April 2, 2024

174 - Sub-Patterns vs. Magical Thinking

One of the biggest divides between those claiming "AI Expertise" and the people living up to it that I've observed over the past 18 months is rooted in a very basic understanding (or lack thereof) of data and how it is processed by a given system.

An LLM, and "neural networks" in general, processes data from the perspective of brute-force mathematics (BFM). This process is nothing remotely like human logical, emotional, or observational processes of constructing and refining "concepts", as the human brain is fundamentally architected for hyper-efficiency, many orders of magnitude beyond the "learning" efficiency of BFM.

Any piece of data a BFM-based system is fed will be broken down into human-incomprehensible sub-patterns, which will form distributions of many such examples. Narrow optimizers will run across these distributions, fitting outputs to an expected curve, according to some naïve criteria. The criteria are naïve because the one creating it can't perceive the data in the ways that the BFM system does.

What this means in practice is that humans creating such narrow AI systems as LLMs and RL have no idea what sub-patterns are represented in any of the data they use to train a system. They see the high-level perspective where that data is often human-comprehensible, but that perspective on the data doesn't matter in the slightest, it is how the data looks when broken down by BFM that is of actual consequence.

When AI practitioners have precisely zero ability to ensure that the capacities they test for aren't also included in the training data, then all testing of capacities is potentially contaminated. When the models are fed "internet-scale data", then contamination is virtually 100%, since virtually all sub-patterns that may be expressed are likely to be found in data at that scale and global distribution. They'll bottleneck on parameter counts and heuristic representations, but this is the core reason why scaling up such systems can ever be useful.

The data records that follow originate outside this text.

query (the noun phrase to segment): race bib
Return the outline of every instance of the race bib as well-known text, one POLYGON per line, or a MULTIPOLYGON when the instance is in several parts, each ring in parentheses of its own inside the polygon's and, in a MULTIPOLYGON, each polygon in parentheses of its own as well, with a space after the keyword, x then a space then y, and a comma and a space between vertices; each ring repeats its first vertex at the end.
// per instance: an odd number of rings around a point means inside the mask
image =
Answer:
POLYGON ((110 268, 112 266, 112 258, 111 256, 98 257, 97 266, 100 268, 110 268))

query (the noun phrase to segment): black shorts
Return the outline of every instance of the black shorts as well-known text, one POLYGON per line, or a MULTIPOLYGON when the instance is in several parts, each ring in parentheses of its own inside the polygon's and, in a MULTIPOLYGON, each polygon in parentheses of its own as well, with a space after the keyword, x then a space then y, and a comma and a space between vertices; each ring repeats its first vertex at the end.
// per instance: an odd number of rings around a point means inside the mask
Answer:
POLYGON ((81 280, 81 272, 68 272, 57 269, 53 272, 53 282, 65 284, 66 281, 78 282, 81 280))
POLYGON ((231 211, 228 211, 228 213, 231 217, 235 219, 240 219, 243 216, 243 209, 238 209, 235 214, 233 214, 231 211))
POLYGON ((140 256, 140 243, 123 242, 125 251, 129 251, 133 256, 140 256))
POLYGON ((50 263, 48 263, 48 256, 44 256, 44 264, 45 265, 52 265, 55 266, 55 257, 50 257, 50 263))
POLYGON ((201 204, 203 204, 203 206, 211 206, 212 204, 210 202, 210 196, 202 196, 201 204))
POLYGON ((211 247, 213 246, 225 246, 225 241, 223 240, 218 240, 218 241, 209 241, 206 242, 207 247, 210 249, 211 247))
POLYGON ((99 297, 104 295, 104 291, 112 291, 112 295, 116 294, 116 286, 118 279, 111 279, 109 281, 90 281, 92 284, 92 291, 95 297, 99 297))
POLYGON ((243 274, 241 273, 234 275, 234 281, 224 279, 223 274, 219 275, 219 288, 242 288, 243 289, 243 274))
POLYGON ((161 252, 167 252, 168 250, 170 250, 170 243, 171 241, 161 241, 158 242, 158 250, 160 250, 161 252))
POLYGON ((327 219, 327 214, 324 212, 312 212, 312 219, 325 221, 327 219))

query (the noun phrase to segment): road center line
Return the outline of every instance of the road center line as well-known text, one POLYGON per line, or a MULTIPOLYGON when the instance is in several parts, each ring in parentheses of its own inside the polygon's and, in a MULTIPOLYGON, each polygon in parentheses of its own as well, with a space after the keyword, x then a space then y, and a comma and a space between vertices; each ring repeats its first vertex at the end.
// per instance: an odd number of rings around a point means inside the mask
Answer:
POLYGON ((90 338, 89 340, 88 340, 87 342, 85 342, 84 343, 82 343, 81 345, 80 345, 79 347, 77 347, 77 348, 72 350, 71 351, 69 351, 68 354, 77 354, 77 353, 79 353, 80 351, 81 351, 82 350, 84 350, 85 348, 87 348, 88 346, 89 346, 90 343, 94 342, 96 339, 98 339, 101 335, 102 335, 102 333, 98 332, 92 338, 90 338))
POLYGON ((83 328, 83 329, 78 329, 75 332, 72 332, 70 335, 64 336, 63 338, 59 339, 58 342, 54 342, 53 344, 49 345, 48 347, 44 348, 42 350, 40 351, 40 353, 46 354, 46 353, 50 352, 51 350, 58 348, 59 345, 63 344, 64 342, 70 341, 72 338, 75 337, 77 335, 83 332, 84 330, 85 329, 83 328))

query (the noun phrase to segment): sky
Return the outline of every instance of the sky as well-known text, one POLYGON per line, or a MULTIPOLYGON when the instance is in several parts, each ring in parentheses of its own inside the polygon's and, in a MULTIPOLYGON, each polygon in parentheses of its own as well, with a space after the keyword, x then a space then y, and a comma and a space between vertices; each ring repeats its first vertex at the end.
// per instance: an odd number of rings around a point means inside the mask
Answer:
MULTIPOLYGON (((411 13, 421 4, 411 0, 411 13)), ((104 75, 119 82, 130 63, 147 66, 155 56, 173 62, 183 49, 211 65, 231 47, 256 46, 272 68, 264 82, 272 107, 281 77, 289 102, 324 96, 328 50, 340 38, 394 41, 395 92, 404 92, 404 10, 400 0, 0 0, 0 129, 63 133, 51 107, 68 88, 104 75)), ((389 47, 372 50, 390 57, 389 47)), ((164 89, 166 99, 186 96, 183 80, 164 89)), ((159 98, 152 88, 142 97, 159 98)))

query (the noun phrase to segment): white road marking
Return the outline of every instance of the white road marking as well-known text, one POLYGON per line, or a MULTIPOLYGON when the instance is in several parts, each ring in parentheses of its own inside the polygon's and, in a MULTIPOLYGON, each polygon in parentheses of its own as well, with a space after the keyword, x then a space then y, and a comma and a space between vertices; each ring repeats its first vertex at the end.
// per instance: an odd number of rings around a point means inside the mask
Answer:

The fairy tale of "emergent capacities" in LLMs (or "Mirage" as one good paper put it), is built on both a failure to recognize the lack of understanding of what sub-patterns are being fed to systems in training, as well as a failure to measure capacities in appropriate ways specific to each task. Other related forms of "magical thinking" and fraud, such as "World Models", "Reasoning", and "Understanding" (in reference to LLMs), are built on top of that basic failure to understand the BFM perspective on data, combined with the debunked and/or fraudulent theories that were built on top of that failure across the past few years.

LLMs haven't surprised me once in the past 4 years, since the models first became "large", primarily because I've stayed grounded in that basic understanding of what they are and how they operate. Recognizing what you don't see, in this case the BFM perspective on data, is one of the best ways to avoid cognitive biases filling your head with magical thinking.